The Unexpected Ingredient That Will Majorly Upgrade Your Old Fashioned

If you're a "Mad Men" fan looking to channel your inner Don Draper (or just someone who loves iconic drinks), there's one cocktail you should be reaching for — a classic old fashioned, the preferred sip of the legendary fictional ad man. However, if your old fashioned is the exact same year-round, you're missing the opportunity to flex your cocktail creativity and embrace seasonal flavors.

If you're a fan of eating seasonally, you can level up your old fashioneds by extending that approach towards your cocktails. One of the key components of a classic version — and really the only thing that introduces any additional flavor beyond sweetness and spirit — is the twist of orange rind that adds just a whisper of citrus flair. Put that orange peel aside and think outside the box by perusing what's fresh at your local farmers' market so you can get creative and infuse whatever seasonal flavors inspire you. 

For example, consider reaching for in-season berries instead of oranges during the summer months. Blackberries are a great pick because they have both a tartness and a sweetness and pair beautifully with something like a slightly sweeter bourbon for a more refreshing sip. Although note, you'll want to strain your beverage after muddling any fruit for a smooth drinking experience. Top your drink off with a twist of lime rind instead of orange, a flavor that pairs perfectly with blackberry, and you'll get a fresh twist on the classic cocktail.

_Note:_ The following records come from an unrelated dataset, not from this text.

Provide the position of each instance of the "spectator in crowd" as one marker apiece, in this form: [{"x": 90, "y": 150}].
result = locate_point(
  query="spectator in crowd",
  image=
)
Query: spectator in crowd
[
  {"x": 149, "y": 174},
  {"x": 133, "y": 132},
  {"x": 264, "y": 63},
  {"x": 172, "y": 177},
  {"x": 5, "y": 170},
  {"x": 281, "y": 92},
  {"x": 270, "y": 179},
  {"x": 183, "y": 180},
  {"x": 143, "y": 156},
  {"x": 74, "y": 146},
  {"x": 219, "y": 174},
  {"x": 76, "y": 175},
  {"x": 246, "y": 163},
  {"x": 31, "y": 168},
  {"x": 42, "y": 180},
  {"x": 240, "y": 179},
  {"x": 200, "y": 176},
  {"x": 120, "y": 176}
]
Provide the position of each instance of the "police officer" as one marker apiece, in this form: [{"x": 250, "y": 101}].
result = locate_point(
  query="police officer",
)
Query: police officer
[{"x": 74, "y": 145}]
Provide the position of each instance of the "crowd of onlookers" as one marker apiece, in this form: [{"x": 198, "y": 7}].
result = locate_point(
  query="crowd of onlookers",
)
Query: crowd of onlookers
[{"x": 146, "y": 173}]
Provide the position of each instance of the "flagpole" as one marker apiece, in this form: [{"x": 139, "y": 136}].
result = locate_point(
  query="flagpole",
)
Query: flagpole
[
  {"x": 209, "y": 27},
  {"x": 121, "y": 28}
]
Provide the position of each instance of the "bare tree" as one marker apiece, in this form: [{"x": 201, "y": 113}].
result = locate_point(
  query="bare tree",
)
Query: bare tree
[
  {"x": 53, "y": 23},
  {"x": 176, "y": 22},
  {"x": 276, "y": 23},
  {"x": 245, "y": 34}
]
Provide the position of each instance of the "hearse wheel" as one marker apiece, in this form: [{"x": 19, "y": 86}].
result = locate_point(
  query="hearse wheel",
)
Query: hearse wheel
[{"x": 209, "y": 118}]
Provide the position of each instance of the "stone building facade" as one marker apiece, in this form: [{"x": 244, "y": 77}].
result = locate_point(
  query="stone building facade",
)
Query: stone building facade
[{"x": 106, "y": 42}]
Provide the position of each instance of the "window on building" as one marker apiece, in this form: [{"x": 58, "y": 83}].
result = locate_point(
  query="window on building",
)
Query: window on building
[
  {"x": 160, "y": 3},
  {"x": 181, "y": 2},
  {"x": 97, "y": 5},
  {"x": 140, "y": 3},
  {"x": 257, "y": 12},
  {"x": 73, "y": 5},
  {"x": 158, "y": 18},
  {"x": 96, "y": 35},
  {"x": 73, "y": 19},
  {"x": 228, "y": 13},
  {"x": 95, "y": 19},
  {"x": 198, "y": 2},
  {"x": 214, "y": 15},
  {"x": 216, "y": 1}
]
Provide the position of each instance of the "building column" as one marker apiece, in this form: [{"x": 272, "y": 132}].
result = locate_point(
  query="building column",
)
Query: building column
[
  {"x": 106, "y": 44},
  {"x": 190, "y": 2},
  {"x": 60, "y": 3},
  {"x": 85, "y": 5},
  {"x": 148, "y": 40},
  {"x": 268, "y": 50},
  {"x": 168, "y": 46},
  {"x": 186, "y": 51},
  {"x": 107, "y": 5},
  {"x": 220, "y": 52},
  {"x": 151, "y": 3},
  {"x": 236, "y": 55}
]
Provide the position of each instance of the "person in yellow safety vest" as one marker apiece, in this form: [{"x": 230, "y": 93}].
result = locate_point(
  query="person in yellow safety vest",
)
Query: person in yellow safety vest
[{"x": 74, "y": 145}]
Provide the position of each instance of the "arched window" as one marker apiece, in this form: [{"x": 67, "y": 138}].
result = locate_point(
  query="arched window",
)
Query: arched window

Tweaks for a cool weather adaptation

So you've tried out a summery take on an old fashioned, sipping the refreshing cocktail throughout the hotter months of the year. However, what about when the temperature drops and you're craving an altogether different type of flavor profile? Luckily, the old fashioned is equally well suited to cold weather adaptations.

Since an old fashioned is such a simple drink, you want to start with the spirit. Something as easy as swapping out your preferred whiskey for a spiced rye, for example, can give the drink an entirely different flavor profile. And when it comes to adding sweetness, swap out the white sugar you might use in the summer months for a dark demerara sugar, or a simple syrup infused with seasonal spices such as cloves, cinnamon sticks, or even ginger for a bit of a kick.

When in doubt about which flavors would capture the season, just think of the types of baked goods you often see during the cooler months. An autumnal twist might involve apple or pumpkin, for example, while a winter cocktail could incorporate cranberries or rosemary. Adding some smokiness through a toasted garnish or even warming the drink up can also offer a unique take.

Ultimately, though, you want to stay true to the simplicity of the drink, no matter what upgrades you're envisioning — as Nashville-based bartender Jon Howard told Thrillist, "when making an old fashioned, the best advice I can give is that less is more."